Manufacture This

The blog of the Alliance for American Manufacturing

America’s continued failure to seriously invest in rebuilding our transportation infrastructure is costing us jobs and putting our global competitiveness at risk, according to a new report from the Center on Globalization, Governance & Competitiveness at Duke University.

Here are 14 reasons why Members of Congress should pass a long-term plan to rebuild our nation's infrastructure when they return to Washington in November. 

1. Congress hasn’t passed a long-term transportation bill since August 2005. For a little perspective, that’s the same year YouTube, the Huffington Post, and the Colbert Report all launched.

2. The result: One in five of our roads is in poor condition and one in five of our bridges is considered deficient. 

3. The backlog of assets requiring repair is around $85.9 billion.

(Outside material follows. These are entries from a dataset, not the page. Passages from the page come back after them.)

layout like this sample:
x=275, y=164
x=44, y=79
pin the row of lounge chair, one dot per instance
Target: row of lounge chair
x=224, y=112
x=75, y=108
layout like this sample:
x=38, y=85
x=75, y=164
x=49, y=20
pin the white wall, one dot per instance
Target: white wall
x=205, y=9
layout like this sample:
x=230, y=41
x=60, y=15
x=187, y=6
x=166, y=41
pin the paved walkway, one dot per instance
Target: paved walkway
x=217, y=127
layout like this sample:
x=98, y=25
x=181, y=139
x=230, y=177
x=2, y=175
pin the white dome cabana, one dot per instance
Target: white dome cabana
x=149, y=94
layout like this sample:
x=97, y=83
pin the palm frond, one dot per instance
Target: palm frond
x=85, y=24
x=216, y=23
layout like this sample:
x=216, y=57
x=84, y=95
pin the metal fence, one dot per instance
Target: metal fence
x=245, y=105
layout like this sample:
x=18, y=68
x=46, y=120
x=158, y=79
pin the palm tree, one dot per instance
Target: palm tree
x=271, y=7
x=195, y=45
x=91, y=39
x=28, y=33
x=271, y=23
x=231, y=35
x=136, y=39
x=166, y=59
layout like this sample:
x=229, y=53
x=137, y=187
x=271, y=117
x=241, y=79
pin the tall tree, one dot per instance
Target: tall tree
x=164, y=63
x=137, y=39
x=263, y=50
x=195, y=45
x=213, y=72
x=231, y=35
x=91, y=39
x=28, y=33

4. In fact, the United States now ranks 16th overall and sixth among our top trading partners when it comes to our transportation infrastructure.

5. Americans collectively spend roughly 600,000 years stuck in traffic annually because of our poor infrastructure.

6. That congestion led to $200 billion in direct losses to the economy in 2007 alone.

7. Americans also collectively wait more than 200 years in airports each year, costing $8.1 billion annually to the airline industry alone.

8. The American Society of Civil Engineers found that in 2013, the annual collective cost to cars from unrepaired or poor infrastructure was more than $67 billion — $324 per driver.

9. But here’s the great news. The Duke researchers also found that 21,500+ jobs could be supported for every $1 billion spent on infrastructure.

10. A low funding scenario of about $72.3 billion — basically enough to maintain the status quo — would support nearly 1.6 million jobs.

11. A mid-range scenario of $90.9 billion, which is what President Obama asked for in his fiscal year 2015 budget request, would support nearly 2 million jobs.

12. A high scenario of $114.2 billion a year —what the U.S. Department of Transportation recommended in a 2013 report —would support nearly 2.5 million jobs, or about 908,500 more than the low funding scenario.

13. Under the low funding scenario, more than 72,000 manufacturing jobs could be created; the high scenario would result in more than 114,000 manufacturing jobs.

14. Every dollar invested in transportation infrastructure returns $3.54 in economic impact.